El reclamo reivindicador se mantuvo vigente ante Madero, Huerta y Carranza, irreductible en sus demandas, se convirtió en ése hombre necesario y preciso, que con genialidad nos detalla John Womack Jr., en su Zapata y la Revolución Mexicana, y que fue capaz de estar por encima de sus circunstancias y enraizarse con su gallardía indómita en la conciencia colectiva nacional.
El Plan de Ayala zapatista fue el gran acicate para que la Revolución fraguara sus demandas agrarias y las codificara en leyes. El aporte de la lucha zapatista, como se ve, es vasto y prolífico, de ahí que la presencia del caudillo se palpa inmanente incluso en el acento grave de la gente cuando hablan del “jefe”, del “general” o de “Miliano”, como si Zapata anduviera todavía allí, por los nostálgicos cerros del sur gritando Tierra y Libertad.

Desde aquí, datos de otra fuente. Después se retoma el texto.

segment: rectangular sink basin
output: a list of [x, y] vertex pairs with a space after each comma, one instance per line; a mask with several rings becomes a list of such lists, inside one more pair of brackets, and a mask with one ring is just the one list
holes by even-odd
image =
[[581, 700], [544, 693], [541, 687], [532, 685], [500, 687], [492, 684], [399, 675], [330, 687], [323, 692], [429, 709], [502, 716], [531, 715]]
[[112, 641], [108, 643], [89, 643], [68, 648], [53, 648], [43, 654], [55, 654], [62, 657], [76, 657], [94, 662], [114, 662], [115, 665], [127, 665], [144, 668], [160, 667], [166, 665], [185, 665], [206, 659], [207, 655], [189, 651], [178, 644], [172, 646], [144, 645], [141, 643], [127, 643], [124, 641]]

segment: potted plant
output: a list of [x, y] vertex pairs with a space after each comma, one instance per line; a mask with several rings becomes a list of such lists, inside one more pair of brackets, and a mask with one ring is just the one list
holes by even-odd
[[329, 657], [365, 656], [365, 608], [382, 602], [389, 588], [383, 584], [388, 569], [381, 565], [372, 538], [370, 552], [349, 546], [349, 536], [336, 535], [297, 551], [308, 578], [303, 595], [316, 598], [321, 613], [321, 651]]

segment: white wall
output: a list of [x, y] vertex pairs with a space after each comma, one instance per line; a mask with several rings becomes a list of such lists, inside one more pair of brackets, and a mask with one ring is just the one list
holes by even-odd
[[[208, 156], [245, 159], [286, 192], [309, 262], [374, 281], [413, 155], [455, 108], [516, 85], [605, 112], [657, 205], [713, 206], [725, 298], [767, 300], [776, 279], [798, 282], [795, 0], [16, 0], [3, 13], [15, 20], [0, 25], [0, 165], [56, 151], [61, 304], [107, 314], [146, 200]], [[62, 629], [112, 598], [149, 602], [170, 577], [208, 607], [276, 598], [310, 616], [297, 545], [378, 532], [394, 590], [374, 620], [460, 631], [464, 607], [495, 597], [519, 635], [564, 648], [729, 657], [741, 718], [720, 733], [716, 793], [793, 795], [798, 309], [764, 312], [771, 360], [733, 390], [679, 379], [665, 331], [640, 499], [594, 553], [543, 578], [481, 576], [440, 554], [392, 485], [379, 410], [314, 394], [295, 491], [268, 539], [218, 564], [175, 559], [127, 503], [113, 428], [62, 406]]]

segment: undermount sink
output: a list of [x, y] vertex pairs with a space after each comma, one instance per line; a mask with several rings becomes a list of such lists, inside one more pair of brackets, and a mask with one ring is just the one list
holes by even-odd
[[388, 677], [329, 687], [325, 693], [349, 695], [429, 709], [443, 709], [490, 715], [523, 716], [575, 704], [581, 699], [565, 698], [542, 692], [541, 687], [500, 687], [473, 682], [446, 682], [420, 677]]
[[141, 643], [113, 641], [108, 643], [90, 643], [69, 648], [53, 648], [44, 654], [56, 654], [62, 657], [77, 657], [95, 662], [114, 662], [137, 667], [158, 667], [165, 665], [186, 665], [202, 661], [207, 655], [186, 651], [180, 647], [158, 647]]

De ésa manera Emiliano Zapata Salazar vive, aunque en un día como hoy de hace ya 94 años haya desaparecido físicamente el guerrero suriano. Porque desde entonces, la inventiva popular construyó miles de historias pretendiendo desmentir la vergonzosa realidad del asesinato traicionero, esa leyenda vertida en oralidad y amor, nos hace constatar lo que todos sabemos, pero que sobre todo sentimos: Zapata no ha muerto. Su espíritu resurrecto e insurrecto insufla de redención el alma nacional, Octavio Paz lo entendía en una alegoría rebelde: “no es un azar que la figura de Zapata, posea la hermosa y plástica poesía de las imágenes populares. Realismo y mito se alían en esta melancólica, ardiente y esperanzada figura, que murió como había vivido: abrazado a la tierra. Como ella, está hecho de paciencia y fecundidad, de silencio y de esperanza, de muerte y resurrección”.